According to the report authored by former Delhi high court chief justice Rajinder Sachar and placed in parliament, it is often believed that a large proportion of Muslim children study in madrassas, mostly to learn the religious discourse and to ensure the continuation of Islamic culture and life.
"A persistent belief nurtured, in the absence of statistical data and evidence, is that Muslim parents have a preference for religious education leading to dependence on madrassas," says the 404-page exhaustive report, dealing at some length on the educational status of Indian Muslims.
"It is also argued that education in madrassas often encourages religious fundamentalism and creates a sense of alienation from the mainstream," it says, adding that this is not backed by facts.

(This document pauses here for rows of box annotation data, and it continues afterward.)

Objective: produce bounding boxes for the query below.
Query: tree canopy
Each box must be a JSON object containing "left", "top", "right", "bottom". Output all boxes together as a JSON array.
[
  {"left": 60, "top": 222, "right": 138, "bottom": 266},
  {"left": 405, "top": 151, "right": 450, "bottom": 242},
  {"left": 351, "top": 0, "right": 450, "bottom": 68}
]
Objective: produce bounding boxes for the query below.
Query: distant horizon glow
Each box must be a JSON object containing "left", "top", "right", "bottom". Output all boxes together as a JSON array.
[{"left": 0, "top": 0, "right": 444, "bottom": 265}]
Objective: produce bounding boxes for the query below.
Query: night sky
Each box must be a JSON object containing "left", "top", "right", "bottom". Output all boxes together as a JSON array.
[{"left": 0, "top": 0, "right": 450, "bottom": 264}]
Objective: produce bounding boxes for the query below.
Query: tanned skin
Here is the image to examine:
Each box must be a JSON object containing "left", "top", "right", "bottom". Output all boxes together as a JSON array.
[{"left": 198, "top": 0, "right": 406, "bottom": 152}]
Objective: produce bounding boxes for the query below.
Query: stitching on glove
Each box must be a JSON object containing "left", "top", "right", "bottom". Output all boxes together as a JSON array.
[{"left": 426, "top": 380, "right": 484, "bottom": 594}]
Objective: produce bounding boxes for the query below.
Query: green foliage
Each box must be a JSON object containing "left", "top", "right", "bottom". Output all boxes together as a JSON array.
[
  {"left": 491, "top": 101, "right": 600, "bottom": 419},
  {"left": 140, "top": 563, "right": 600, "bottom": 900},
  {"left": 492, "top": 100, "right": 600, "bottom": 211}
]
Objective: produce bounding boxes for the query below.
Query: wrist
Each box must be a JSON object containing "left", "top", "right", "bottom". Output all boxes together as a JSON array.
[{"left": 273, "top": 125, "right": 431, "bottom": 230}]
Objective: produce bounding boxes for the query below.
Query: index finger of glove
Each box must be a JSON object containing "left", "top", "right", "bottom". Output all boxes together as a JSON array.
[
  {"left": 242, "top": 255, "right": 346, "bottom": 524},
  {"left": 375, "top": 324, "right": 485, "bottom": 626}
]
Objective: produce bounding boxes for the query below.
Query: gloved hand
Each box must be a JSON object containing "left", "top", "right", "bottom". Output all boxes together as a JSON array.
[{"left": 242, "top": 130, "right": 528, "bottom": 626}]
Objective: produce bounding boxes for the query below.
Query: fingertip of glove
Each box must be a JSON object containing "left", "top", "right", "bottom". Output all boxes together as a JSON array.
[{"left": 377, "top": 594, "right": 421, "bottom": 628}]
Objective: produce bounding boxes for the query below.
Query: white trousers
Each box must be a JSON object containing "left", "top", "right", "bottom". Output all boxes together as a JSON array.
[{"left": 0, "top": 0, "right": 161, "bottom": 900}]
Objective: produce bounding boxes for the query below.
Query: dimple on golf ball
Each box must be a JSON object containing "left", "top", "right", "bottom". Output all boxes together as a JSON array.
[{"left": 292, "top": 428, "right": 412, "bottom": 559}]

One reason for the misconception, the report says, is that people do not distinguish between madrassas and maktabs.
"While madrassas provide education (religious and/or regular), maktabs are neighbourhood schools, often attached to mosques, that provide religious education to children who attend other schools to get 'mainstream' education.
"Thus maktabs provide part time religious education and are complementary to the formal educational institutions."
The report says that in Kerala for instance more than 60,000 Muslim students study in both 'mainstream' institutions and maktabs at the same time.
"Since private and government-aided schools do not teach Urdu adequately, children have to be taught to read the scriptures at home. Some children are taught to read the Holy Quran by their parents, relatives or by private tutors.
"In many cases, especially in low and medium income families, parents do not have the time or ability to teach their children themselves. Micro level studies show that such parents admit their children to maktabs, in addition to secular schools. In such cases, the children study in two schools."
The report adds that madrassas, besides providing religious education, have also contributed towards the general education of Muslims.
"Very often one finds that madrassas have indeed provided schooling to Muslim children where the state has failed them. Many children go to madrassas and thereby acquire some level of literacy/education when there is no school in the neighbourhood. This effort needs to be recognised."
Muslims number some 140 million in India and constitute its largest minority.